Die Oper Stuttgart hat sofort auf Corona und die dadurch verordnete Schließung der Theater reagiert und stellt jede Woche eine ganze Oper per Streaming zur Verfügung, das Sängerehepaar Esther Dierkes und Björn Bürger hat ein kleines Konzert mit beliebten Melodien von Don Giovanni bis My Fair Lady. Im Rahmen der Jungen Oper JOIN stellen Musiker per Video ihre Instrumente vor. Das Ballett präsentiert ebenfalls ganze Werke per Streaming, und für das Schauspiel übernehmen einzelne Schauspieler das Onlineangebot. Aber auch die Kunstinstitute haben ihre Fantasie aktiviert. Hier ein kleiner Überblick über das Geschehen in Württemberg.

Das Kunstmuseum Albstadt müsste eigentlich gar nichts tun, denn wegen Umbaus hätte es auch ohne Corona diesen Sommer geschlossen. Doch es gibt bereits ein Online-Projekt: Die gigantische Sammlung an künstlerischer Graphik (ca. 25.000 Arbeiten) wird sukzessive digital zur Verfügung gestellt. Diese Bemühung wird nun drastisch intensiviert.

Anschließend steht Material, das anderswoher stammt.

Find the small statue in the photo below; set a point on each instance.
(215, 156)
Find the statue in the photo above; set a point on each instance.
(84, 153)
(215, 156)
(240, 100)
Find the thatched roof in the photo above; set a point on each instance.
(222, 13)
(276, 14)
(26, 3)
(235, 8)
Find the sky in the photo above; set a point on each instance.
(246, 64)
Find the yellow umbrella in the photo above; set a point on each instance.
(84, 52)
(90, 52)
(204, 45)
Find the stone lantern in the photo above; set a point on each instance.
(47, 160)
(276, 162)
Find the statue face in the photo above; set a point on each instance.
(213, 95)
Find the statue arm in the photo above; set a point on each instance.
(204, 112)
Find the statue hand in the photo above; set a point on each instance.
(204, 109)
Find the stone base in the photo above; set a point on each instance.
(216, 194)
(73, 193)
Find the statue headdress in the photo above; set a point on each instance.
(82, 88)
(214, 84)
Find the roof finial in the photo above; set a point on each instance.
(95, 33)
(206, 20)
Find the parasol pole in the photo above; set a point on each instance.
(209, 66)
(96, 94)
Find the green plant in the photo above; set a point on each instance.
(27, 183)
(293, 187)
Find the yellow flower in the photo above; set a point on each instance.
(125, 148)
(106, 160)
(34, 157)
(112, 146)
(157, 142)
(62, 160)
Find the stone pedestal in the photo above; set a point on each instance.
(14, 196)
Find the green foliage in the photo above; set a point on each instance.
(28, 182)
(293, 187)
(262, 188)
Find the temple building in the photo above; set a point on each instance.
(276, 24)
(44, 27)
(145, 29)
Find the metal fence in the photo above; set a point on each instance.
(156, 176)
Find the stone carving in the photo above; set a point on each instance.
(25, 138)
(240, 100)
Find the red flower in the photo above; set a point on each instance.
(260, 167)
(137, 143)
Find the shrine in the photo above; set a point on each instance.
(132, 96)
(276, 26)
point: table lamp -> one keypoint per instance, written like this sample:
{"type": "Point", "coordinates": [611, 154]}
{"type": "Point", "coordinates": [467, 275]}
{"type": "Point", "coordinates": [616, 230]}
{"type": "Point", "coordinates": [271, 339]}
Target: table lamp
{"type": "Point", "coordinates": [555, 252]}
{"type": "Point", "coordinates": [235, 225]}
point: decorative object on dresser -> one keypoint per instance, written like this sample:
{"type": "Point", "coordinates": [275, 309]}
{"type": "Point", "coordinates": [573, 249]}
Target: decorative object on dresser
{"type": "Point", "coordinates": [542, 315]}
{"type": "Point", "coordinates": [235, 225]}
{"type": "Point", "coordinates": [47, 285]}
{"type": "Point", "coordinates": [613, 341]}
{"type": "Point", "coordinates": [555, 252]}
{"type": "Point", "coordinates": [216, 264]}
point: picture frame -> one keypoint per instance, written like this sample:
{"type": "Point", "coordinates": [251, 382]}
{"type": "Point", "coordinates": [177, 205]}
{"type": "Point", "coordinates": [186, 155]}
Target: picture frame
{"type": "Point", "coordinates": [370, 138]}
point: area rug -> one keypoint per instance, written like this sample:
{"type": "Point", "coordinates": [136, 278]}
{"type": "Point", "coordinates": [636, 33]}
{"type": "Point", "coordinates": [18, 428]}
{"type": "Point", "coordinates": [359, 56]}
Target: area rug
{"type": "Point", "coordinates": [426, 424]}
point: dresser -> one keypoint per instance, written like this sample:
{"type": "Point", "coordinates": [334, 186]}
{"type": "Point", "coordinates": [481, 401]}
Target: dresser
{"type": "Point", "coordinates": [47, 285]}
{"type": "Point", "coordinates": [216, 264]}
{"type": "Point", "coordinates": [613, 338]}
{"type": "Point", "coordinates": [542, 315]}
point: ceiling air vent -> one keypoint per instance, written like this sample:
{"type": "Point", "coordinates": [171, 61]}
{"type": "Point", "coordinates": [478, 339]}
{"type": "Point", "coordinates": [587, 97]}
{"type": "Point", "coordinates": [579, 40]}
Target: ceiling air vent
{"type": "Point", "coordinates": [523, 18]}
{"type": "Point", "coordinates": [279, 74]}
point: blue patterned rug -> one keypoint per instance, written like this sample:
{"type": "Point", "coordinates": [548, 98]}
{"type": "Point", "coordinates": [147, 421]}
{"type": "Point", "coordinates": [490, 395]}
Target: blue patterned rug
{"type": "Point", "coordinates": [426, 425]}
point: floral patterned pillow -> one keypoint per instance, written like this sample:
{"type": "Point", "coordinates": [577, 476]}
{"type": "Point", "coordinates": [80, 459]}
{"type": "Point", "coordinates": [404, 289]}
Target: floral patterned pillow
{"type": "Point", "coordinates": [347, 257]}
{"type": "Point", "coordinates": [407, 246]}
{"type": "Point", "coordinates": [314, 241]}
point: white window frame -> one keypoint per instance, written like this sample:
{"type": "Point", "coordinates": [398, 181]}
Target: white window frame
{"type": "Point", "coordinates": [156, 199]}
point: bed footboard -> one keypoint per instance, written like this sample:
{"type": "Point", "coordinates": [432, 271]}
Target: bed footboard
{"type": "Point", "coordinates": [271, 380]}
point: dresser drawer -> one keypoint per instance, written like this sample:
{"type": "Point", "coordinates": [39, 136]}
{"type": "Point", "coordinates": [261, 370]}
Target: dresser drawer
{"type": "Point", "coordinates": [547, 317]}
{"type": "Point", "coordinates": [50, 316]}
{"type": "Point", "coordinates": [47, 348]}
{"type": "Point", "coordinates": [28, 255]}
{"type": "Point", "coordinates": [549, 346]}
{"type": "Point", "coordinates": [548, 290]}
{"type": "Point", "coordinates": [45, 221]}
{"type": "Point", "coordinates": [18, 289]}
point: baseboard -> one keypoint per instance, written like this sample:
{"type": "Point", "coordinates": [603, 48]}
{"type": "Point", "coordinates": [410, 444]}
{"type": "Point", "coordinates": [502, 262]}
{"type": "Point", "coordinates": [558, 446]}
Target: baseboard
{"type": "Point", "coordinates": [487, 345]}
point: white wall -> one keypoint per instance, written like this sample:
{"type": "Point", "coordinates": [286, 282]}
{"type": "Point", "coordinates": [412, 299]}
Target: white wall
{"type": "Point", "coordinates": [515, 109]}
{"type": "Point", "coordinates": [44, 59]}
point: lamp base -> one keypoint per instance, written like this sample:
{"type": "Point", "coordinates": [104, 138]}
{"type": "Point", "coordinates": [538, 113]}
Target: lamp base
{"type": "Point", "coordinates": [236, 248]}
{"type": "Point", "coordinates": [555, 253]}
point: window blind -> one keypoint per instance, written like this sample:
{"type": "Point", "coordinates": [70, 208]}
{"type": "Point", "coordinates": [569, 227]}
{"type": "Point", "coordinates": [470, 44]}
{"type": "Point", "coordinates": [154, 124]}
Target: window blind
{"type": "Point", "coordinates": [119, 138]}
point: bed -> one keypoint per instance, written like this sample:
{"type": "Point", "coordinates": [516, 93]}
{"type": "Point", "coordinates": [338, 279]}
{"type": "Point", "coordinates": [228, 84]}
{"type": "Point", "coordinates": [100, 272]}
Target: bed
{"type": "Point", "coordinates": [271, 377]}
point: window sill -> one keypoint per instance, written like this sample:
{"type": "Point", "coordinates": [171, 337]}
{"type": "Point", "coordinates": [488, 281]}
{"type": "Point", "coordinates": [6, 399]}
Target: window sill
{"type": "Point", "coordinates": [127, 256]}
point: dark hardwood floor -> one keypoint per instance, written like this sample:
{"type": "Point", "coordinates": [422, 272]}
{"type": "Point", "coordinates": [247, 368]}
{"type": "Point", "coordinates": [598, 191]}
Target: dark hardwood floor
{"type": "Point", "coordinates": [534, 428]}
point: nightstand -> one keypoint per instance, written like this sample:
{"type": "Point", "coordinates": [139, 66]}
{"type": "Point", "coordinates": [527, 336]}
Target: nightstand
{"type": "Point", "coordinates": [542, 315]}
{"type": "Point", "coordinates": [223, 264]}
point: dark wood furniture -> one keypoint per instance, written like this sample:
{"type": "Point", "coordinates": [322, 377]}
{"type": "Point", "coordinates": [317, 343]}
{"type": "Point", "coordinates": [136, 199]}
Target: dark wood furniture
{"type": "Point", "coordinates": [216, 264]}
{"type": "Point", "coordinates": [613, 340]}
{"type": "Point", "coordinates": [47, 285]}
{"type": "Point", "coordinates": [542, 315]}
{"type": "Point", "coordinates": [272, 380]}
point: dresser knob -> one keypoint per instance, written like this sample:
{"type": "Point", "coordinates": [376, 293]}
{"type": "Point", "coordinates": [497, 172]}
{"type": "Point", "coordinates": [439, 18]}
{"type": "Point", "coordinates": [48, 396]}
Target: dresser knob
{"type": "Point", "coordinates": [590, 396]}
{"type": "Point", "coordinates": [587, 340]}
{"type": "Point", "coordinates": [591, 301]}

https://www.albstadt.de/Aktuelle-Ausstellungen

Nahezu jeden Werktag wird eine Arbeit ins Netz gestellt, versehen mit einer kurzen kunsthistorischen Einführung. So kann man sich regelmäßig einem „Kunstwerk des Tages“ widmen. Man muss nur den Link zu Instagram oder Facebook anklicken, der blau auf der Website hervorgehoben ist.

https://www.albstadt.de/Aktuelle-Ausstellungen

Bei Facebook findet man die Bilder in der Rubrik „Fotos“. Das Werk des Tages am 20.4.: Jeanne Mammens Zeichnung eines arroganten mondänen Paares von 1910.

Eine solche Digitalisierung hat die Staatsgalerie Stuttgart bereits mit einem großen Teil des Bestandes realisiert.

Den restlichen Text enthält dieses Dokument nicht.